Теперь наступает моя очередь отвести взгляд, и я принимаюсь изучать содержимое тарелки.
В прошлом году из наших долгих разговоров я узнала, что Ирина Петровна приехала сюда сразу после института. Продала где-то далеко квартиру со всеми удобствами и купила этот дом.
Она смелая — даже в деревне умудряется отличаться от всех и не обращать внимания на слухи. Она не боится говорить правду и всегда находит нужные слова. Она тоже пережила боль и все понимает…
Нам бы такую маму.
Может, тогда не случилось бы беды.
На миг воспоминания о маме щекочут горло. Должно быть, она до сих пор на работе — готовит для посетителей кафе еду в раскаленном аду кухни или уже вернулась и пьет чай в одиночестве пустых комнат.
А еще яркой картинкой в памяти вспыхивают огромные глаза Паши…
Но я отгоняю морок.
— Ирина Петровна, вам что-нибудь говорит фамилия Сорока? — задаю я главный вопрос этого вечера и с надеждой гляжу в ее лицо.
Она задумывается и качает головой:
— Не знаю таких.
— Бабушка живет на нижнем порядке, у реки. У нее есть внук Миша, примерно моего возраста! — уговариваю я, но Ирина Петровна лишь растерянно пожимает плечами.
— Нет здесь таких, я абсолютно уверена. Может, у них разные фамилии?
— Возможно, — соглашаюсь, и легкое головокружение заставляет откинуться на спинку стула.
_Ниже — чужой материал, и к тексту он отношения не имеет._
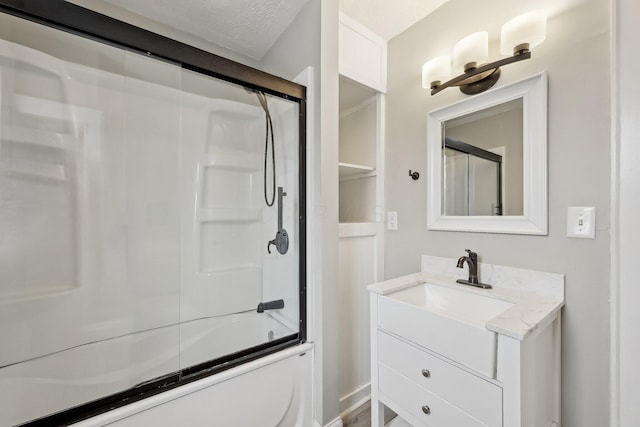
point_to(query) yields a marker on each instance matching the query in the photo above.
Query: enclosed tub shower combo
(152, 214)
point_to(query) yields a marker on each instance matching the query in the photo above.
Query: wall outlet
(392, 220)
(581, 222)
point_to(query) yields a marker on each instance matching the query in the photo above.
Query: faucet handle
(471, 253)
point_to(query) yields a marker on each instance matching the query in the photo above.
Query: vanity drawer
(474, 395)
(425, 407)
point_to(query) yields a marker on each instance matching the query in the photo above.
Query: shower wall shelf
(229, 215)
(231, 159)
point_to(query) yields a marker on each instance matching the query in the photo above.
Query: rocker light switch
(392, 220)
(581, 222)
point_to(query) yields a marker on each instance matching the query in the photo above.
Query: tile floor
(361, 417)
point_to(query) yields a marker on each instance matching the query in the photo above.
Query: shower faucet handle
(281, 242)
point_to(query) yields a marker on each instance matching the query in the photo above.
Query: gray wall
(576, 57)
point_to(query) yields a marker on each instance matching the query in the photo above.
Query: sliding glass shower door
(152, 223)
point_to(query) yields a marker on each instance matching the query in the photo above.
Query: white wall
(576, 57)
(626, 179)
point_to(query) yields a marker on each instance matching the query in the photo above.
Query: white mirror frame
(533, 91)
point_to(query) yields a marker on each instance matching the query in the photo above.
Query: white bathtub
(48, 384)
(272, 391)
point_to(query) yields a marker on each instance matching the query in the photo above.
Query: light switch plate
(581, 222)
(392, 220)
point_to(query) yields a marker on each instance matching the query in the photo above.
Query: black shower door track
(74, 19)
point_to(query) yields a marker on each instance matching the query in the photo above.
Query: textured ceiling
(388, 18)
(249, 27)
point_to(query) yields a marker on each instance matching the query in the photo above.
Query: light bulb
(524, 31)
(473, 48)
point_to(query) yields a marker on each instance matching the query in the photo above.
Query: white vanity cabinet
(432, 386)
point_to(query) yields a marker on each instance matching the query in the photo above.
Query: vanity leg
(377, 408)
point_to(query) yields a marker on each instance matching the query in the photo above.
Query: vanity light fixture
(517, 38)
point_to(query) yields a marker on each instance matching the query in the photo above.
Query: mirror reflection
(482, 162)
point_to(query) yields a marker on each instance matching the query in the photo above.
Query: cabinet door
(362, 55)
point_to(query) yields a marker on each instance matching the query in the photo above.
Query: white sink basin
(448, 321)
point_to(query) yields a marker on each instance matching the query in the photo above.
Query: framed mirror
(487, 161)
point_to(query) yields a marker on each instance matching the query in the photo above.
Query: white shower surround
(293, 370)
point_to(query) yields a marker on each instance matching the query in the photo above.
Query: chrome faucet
(472, 263)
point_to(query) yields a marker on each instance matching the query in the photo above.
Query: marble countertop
(532, 309)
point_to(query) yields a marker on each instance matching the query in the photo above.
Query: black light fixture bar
(470, 85)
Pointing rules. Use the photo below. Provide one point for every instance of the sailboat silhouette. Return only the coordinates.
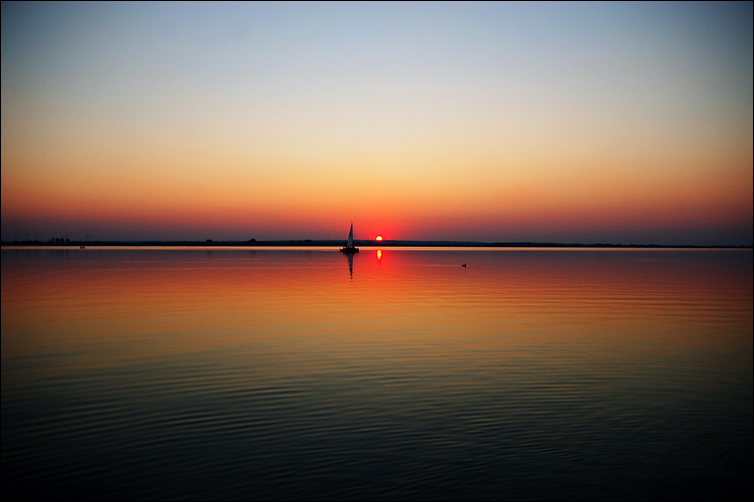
(349, 247)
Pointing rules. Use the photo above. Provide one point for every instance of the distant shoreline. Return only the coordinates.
(368, 243)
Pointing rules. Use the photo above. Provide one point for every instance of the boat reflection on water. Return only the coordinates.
(350, 264)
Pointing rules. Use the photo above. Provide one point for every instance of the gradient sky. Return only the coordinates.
(619, 122)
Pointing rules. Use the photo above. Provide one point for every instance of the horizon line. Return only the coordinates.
(337, 242)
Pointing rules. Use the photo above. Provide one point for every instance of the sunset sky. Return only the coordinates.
(618, 122)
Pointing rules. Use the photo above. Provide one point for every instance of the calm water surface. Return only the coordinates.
(293, 374)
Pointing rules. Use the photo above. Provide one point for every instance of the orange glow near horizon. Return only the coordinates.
(451, 153)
Ночью мне снится мой город — улицы, парки, дворы и тропы, по которым мы гуляли с сестрой. Но в городе из сна другой воздух, другие люди, странные, едва узнаваемые дома… В нем много света и открытых пространств — деревья и кустарники еще не так высоки и густы, и их ветви не закрывают солнце.
Мне снова мерещится чье-то запястье, но в этом сне все хорошо. Теплая рука крепко сжимает мою руку, и я уверенно шагаю вперед.
7
За завтраком Ирина Петровна непривычно напряжена — молчит, задумчиво потупив взор, но, допив кофе, все же решается:
— Влад, сегодня суббота… В общем, такое дело: мы с Володей по выходным отдыхаем в «Лесной сказке». Это пансионат, отсюда совсем недалеко. Шашлычки, культурная программа, танцы…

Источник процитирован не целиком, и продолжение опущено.